The problem states: find the volume of the solid bounded by the cylinder x=y^2 and the planes z=0 and z=4-x. I'm supposed to solve using polar, and I've gotten the bounds for theta and z, but I'm not sure how to find the bounds for r. Can somebody please help me as soon as possible???? :confused:

The problem states: find the volume of the solid bounded by the cylinder x=y^2 and the planes z=0 and z=4-x. I'm supposed to solve using polar, and I've gotten the bounds for theta and z, but I'm not sure how to find the bounds for r. Can somebody please help me as soon as possible???? :confused:
You are required to use polar coordinates? That's vicious! The whole point of using different coordinate systems is to use the one best for the problem. Here that is clearly Cartesian coordinates!

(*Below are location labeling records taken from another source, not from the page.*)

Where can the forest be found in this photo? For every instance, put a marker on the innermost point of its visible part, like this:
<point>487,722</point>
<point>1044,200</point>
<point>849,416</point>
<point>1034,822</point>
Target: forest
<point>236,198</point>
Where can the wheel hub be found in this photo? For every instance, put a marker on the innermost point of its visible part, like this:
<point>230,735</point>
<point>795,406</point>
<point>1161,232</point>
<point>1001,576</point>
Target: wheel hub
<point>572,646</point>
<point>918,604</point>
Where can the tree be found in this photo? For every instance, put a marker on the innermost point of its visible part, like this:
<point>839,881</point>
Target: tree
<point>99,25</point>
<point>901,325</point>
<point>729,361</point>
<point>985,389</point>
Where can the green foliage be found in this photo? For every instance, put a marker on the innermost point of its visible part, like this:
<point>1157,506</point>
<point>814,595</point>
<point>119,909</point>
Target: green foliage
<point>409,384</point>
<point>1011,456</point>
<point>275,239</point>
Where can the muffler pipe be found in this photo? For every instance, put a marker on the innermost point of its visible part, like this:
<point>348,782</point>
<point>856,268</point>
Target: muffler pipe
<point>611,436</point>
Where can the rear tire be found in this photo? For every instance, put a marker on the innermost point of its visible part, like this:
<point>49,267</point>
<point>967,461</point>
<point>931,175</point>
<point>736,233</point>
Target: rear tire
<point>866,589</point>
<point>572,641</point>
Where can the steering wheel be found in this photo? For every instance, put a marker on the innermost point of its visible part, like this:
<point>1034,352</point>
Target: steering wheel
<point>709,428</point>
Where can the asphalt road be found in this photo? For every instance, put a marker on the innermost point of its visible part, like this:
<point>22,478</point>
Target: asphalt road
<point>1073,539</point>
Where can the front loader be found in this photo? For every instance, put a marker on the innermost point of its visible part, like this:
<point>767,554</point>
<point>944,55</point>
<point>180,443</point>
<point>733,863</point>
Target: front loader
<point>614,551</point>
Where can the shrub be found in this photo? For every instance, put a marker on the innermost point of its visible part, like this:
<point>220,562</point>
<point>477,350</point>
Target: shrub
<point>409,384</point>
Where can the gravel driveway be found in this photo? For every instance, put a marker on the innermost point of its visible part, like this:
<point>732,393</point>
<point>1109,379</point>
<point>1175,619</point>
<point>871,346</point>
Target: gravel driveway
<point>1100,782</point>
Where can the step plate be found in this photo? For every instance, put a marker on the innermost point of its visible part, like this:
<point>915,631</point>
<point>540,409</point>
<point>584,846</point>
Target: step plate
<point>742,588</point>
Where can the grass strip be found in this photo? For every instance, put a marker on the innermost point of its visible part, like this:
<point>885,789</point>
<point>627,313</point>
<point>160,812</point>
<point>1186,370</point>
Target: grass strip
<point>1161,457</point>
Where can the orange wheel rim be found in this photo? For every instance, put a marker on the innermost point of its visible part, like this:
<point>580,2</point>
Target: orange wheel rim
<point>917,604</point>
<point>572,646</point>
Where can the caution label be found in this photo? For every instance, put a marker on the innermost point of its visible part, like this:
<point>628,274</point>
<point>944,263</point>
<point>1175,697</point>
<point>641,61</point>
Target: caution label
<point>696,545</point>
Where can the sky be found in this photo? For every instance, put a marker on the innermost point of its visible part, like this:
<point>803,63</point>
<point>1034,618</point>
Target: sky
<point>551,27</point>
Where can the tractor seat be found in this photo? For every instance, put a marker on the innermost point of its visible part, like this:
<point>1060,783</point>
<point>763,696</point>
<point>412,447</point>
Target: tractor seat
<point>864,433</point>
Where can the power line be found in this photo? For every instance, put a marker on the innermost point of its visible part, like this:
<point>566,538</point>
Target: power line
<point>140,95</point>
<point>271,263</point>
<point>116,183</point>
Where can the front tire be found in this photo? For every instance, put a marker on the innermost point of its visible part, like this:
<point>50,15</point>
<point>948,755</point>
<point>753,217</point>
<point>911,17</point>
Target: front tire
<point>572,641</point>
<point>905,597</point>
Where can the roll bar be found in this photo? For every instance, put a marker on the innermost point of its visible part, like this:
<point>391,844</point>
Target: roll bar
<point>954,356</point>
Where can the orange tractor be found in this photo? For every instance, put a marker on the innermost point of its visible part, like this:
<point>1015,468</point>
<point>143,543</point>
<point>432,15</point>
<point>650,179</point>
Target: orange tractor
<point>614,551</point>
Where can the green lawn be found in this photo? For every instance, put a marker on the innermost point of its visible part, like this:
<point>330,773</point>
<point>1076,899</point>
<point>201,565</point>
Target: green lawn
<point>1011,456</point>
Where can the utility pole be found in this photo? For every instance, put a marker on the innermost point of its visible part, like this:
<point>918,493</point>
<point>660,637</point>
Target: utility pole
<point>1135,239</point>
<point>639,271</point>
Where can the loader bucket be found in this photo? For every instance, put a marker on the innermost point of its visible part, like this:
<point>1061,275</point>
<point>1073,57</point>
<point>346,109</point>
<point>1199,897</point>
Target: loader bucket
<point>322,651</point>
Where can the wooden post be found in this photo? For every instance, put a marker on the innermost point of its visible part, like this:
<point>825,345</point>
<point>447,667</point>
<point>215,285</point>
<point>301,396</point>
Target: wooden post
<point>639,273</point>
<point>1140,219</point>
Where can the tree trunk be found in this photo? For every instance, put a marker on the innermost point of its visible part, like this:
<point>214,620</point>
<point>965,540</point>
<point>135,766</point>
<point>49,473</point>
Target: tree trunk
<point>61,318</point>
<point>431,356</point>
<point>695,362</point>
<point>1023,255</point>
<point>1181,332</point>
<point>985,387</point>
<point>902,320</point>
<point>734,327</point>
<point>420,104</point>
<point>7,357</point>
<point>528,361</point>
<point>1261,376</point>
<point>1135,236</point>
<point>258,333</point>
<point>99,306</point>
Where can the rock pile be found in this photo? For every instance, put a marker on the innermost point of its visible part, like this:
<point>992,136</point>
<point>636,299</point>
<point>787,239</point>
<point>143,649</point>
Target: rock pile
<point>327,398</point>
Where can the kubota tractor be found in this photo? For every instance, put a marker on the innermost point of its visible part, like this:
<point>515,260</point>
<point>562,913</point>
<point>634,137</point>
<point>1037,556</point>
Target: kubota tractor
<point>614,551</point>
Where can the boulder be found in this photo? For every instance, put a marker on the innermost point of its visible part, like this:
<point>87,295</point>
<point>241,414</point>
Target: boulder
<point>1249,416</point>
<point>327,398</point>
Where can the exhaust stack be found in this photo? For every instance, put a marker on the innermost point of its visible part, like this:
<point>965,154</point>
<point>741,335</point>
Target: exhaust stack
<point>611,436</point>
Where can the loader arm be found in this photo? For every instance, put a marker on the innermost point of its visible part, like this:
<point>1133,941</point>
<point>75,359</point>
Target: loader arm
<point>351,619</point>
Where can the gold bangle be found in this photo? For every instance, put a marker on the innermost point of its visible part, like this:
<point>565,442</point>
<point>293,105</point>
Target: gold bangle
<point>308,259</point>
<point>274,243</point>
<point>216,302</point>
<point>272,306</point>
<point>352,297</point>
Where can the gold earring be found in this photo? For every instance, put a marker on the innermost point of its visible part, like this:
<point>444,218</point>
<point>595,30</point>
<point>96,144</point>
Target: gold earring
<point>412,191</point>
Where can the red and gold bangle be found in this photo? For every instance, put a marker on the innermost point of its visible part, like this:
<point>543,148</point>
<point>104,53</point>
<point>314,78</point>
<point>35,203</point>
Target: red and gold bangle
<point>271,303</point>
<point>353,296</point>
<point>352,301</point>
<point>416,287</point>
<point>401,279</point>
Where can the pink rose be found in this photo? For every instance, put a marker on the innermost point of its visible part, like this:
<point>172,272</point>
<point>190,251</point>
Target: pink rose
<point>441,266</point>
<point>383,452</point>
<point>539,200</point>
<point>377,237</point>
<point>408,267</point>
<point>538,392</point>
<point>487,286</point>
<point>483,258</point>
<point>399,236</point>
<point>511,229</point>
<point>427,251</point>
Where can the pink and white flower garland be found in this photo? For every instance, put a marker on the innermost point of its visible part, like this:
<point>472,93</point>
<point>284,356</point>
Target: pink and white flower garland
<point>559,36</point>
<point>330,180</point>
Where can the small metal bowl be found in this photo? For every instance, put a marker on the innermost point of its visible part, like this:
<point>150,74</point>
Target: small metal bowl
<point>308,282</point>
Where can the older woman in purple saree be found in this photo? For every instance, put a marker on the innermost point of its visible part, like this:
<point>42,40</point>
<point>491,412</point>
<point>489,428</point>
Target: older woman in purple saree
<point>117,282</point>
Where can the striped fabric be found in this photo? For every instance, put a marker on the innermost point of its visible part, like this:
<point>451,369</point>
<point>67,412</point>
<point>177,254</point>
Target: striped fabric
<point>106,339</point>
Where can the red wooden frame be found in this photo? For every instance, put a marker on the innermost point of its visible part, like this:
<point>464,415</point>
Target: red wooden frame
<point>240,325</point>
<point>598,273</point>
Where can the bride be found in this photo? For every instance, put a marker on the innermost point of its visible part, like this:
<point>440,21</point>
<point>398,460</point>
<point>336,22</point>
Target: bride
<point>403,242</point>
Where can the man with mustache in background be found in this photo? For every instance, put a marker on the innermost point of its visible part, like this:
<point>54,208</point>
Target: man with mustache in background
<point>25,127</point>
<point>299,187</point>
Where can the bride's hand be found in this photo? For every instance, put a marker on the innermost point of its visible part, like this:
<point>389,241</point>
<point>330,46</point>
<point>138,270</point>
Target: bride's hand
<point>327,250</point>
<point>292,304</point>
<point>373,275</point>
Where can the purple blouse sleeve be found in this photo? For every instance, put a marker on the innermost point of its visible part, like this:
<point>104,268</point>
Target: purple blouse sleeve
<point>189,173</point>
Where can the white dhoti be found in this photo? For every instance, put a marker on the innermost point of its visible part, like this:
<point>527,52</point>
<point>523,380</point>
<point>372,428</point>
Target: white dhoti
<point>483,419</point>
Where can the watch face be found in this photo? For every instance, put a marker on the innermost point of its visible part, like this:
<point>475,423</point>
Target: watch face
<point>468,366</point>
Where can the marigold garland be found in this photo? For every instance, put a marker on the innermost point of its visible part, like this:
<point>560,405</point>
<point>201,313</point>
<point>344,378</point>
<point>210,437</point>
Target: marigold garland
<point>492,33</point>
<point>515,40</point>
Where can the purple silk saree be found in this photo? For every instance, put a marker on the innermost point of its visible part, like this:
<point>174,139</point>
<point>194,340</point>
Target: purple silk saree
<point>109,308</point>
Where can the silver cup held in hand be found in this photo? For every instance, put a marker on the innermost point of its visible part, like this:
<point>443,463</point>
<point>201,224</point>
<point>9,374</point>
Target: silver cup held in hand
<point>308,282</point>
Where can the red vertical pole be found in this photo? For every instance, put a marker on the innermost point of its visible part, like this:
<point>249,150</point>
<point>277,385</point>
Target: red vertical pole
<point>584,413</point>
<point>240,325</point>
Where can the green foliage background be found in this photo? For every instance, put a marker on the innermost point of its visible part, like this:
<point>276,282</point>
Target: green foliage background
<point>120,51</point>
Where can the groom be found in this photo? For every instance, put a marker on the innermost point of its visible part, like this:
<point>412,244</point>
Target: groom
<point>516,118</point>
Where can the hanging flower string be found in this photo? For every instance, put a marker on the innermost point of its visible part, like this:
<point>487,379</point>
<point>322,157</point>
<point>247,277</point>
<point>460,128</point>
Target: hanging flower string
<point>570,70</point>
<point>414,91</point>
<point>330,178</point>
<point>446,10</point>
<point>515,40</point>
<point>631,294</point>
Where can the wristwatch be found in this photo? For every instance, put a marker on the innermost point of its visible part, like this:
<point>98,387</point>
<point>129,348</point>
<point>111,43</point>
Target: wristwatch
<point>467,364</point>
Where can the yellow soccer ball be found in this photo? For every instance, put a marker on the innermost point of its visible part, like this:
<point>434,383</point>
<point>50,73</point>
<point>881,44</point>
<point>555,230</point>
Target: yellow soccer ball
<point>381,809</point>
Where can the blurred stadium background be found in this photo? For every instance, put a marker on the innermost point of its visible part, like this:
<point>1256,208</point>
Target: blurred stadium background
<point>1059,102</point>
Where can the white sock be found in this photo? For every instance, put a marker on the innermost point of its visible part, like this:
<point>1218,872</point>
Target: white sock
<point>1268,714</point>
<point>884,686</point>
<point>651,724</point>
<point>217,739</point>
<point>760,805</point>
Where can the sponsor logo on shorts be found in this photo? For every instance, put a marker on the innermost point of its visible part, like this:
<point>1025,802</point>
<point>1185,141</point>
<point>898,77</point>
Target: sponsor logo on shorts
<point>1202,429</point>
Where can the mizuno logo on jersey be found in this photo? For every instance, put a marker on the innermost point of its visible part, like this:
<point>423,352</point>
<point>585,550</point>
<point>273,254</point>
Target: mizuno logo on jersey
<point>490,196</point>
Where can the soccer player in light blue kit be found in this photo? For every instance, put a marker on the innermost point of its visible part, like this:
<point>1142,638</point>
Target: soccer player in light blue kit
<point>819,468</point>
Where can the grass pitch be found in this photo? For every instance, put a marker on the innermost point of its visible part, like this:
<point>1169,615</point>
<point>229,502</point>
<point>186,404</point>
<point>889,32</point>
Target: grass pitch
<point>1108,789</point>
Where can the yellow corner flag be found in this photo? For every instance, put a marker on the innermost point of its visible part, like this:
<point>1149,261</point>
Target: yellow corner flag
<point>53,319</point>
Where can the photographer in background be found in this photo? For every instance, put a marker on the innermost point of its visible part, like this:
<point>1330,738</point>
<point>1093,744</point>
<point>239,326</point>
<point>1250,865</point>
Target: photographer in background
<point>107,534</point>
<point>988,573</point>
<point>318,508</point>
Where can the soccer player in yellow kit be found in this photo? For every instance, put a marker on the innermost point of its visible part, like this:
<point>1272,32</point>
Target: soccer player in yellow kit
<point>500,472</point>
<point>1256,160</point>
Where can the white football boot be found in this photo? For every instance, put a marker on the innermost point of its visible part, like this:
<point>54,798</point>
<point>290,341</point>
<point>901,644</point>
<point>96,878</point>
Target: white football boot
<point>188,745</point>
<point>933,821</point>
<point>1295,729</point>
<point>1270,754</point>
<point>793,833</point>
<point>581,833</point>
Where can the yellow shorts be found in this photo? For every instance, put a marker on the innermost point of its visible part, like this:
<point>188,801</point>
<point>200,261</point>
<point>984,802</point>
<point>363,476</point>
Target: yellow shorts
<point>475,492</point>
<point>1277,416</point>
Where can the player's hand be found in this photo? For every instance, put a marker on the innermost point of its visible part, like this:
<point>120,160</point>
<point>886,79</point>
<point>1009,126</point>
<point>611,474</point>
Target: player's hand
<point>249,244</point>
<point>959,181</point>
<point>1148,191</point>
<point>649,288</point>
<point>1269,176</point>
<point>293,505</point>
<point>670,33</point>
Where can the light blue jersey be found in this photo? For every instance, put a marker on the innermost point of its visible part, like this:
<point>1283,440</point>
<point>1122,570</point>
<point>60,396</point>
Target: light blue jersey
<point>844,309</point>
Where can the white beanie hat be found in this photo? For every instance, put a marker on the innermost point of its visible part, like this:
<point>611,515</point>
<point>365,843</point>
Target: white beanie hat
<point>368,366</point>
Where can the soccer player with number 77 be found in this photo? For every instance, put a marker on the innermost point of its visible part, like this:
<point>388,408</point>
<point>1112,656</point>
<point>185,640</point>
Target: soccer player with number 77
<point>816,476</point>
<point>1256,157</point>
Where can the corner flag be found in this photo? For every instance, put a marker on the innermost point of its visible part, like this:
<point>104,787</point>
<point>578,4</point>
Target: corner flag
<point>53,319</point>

Ah, well. The difficulty is that the boundary is made of two distinct parts: the parabola x=y^2 and the line x= 4. At (4, 2), tan(theta)= 4/2= 2. For theta from 0 to arctan(2), r goes from 0 out to x= 4= r cos(theta) so r goes from 0 to 4/cos(theta). For theta from arctan(2) to pi/2, r goes from 0 to y= x^2 or rsin(theta)= r^2cos^2(theta): r= sin(theta)/cos^2(theta). Because of the symmetry, I would recommend you not worry about the lower half-plane. Just integrate with theta from 0 to pi/2 and double.